I've been fishing up high all fall, and it's been a tough bite. You definanetly have to work for your fish, but with the water finally getting decently low, they may start pooling up in the slow holes upthere now. I've *ALWAYS* had my best winter days on the Au Sab during really low water. I'll be around that area on Sunday, looking for chrome and lake-runs, good-luck.


----------



## walleyeman2006 (Sep 12, 2006)

fished all day from the damn back down stream about a mile hooked one fish saw 3 caught...third coming on a crank bait..if i decide to take another trip this year ill be trying more crank baits and and spinners and less bobbers and drift fishing.....i had tied enough spaw for 2 people and just about used it all up.....i did see one very nice fish caught near the damn it was around 12 lbs but came on waxies other two were not much over 15 inches


----------



## steelymike (Aug 10, 2005)

It was good meeting you walleyeman Sunday, and I hope you get into some fish in the future.


----------



## walleyeman2006 (Sep 12, 2006)

thanks i did end up losing one copying your technique with a bobber flipping to the white water

shortly after you left a couple guys showed up and one caught a 20 inch fish on a plastic bait lol


----------



## ausable_steelhead (Sep 30, 2002)

Bobber fishing the white-water can be red-hot during spring and fall.

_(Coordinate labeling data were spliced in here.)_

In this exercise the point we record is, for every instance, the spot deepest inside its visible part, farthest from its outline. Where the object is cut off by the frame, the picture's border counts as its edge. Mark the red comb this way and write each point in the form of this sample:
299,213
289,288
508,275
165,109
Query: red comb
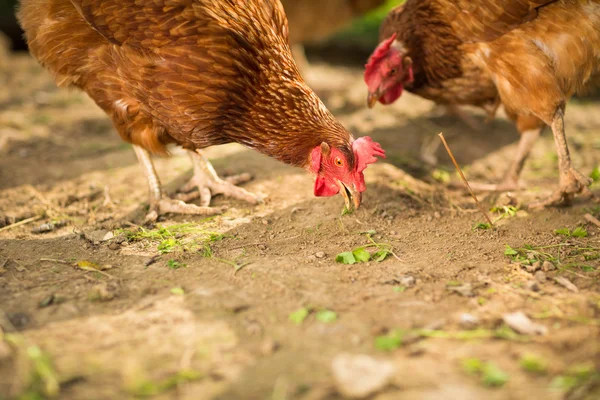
379,53
366,152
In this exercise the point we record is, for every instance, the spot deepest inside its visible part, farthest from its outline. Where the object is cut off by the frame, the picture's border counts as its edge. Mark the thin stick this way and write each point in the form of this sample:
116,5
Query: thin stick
22,222
441,135
591,219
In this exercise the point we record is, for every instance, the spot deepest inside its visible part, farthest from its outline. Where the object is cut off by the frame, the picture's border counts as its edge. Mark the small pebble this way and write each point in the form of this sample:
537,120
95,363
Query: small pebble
407,281
469,321
269,346
534,267
520,323
359,376
566,283
534,286
540,276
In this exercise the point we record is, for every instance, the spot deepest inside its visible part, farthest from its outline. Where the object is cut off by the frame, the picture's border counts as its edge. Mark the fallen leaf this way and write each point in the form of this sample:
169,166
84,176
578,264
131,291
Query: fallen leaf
566,283
520,323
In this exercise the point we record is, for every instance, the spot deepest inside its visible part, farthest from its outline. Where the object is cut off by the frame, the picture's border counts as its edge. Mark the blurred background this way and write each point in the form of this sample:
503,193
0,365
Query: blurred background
356,27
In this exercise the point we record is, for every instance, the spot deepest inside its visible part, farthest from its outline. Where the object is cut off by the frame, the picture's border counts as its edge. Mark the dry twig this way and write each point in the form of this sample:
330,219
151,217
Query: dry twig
22,222
441,135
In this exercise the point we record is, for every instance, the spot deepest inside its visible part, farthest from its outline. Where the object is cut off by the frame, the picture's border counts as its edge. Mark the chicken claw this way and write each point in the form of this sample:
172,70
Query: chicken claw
159,203
571,183
208,183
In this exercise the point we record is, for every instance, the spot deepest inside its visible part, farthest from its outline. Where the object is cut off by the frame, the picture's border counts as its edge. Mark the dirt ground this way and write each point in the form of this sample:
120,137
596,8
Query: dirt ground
252,304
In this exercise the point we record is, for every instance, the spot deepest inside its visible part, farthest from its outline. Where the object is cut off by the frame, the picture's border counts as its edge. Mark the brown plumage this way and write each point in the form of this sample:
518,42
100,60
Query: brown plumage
195,73
529,55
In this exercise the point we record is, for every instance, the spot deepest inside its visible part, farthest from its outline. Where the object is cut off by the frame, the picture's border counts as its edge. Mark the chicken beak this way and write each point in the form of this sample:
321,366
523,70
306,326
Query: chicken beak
373,98
352,197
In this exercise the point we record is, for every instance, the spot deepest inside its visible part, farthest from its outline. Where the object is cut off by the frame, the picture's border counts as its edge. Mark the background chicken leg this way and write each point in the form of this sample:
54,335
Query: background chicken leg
571,181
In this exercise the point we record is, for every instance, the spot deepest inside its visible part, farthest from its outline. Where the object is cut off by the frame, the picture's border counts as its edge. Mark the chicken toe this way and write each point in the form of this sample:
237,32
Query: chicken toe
572,182
206,183
159,203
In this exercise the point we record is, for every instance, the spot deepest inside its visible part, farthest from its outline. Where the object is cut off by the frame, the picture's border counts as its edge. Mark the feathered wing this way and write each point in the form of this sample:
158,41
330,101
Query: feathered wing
486,20
187,57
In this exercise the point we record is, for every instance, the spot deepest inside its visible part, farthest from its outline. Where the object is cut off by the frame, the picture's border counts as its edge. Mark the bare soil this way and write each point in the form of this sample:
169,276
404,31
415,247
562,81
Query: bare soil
183,312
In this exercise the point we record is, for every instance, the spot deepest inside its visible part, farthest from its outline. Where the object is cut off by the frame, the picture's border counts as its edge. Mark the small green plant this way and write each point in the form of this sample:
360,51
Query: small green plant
178,291
505,211
491,375
578,232
441,176
361,254
389,342
481,226
533,364
298,316
326,316
174,238
576,376
174,264
595,174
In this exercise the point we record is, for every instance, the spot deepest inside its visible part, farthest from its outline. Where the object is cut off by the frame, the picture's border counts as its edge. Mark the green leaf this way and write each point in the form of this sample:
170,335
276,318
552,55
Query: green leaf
533,364
346,258
482,226
579,232
370,232
167,245
509,251
381,255
178,291
173,264
361,254
388,342
493,376
299,316
472,366
563,231
326,316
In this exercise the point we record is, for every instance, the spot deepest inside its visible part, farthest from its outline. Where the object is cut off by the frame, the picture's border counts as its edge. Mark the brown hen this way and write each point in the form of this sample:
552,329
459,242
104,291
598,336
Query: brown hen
529,55
197,73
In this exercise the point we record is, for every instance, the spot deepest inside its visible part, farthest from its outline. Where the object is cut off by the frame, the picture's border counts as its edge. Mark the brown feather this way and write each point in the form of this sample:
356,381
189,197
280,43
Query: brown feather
193,72
534,54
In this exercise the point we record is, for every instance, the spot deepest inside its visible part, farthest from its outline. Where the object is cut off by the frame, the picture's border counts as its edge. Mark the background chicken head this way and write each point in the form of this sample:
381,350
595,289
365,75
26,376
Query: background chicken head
387,71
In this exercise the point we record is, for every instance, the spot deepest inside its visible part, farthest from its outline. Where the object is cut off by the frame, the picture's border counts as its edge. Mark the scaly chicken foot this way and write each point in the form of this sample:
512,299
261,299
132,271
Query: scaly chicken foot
208,183
159,203
571,181
511,178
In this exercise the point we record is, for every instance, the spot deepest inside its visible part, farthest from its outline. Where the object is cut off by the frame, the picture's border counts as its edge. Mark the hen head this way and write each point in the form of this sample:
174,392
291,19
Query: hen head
340,172
387,71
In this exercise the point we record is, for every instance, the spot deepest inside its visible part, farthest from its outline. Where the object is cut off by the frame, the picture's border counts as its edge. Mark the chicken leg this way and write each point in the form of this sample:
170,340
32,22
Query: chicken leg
511,178
571,181
161,204
208,183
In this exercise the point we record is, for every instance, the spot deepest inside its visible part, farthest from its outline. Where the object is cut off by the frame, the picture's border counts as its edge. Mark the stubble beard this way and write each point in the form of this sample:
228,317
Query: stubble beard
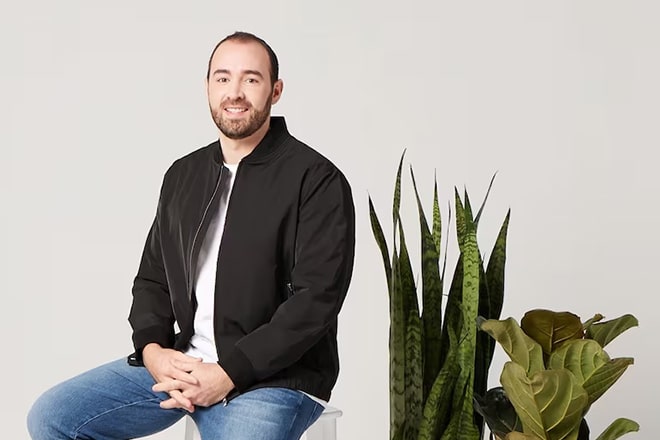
240,129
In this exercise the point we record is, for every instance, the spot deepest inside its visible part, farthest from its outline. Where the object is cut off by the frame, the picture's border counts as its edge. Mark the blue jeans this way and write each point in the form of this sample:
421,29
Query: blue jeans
115,401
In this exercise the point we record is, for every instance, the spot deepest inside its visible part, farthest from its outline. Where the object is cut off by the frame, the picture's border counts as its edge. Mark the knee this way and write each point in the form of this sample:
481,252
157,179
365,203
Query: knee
44,419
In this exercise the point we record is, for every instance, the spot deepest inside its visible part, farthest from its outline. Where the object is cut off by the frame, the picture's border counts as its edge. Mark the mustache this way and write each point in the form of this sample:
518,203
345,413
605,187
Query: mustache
242,102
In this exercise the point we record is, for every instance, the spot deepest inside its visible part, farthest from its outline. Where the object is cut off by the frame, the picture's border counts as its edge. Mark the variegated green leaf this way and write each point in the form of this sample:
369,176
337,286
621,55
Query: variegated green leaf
431,298
414,369
382,244
397,353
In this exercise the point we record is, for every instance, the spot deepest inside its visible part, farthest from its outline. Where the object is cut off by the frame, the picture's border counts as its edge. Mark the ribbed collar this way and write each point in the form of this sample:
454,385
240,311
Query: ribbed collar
267,148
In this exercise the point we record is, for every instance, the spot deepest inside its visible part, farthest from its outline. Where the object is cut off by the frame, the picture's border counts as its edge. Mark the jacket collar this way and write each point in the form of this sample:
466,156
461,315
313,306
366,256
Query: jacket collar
267,148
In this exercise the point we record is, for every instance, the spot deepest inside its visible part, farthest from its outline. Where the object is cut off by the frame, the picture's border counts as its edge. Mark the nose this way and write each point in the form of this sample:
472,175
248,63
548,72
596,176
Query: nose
235,90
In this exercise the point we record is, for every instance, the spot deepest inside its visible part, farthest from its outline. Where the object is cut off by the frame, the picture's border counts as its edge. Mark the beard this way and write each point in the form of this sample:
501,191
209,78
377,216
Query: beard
240,129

In spring we run big bags, as the river is usually high. In fall, 4-egg bags. How deep you are is very critical in the white-water, too deep, you snag alot, too shallow, you won't hook nearly as many fish. Nobody fished the white-water with bobbers a few years ago, everybody had flyrods and would sit there and line the $h!t out of them all day. But now I see new people running bobbers in it every season, alot of times they don't catch much.


----------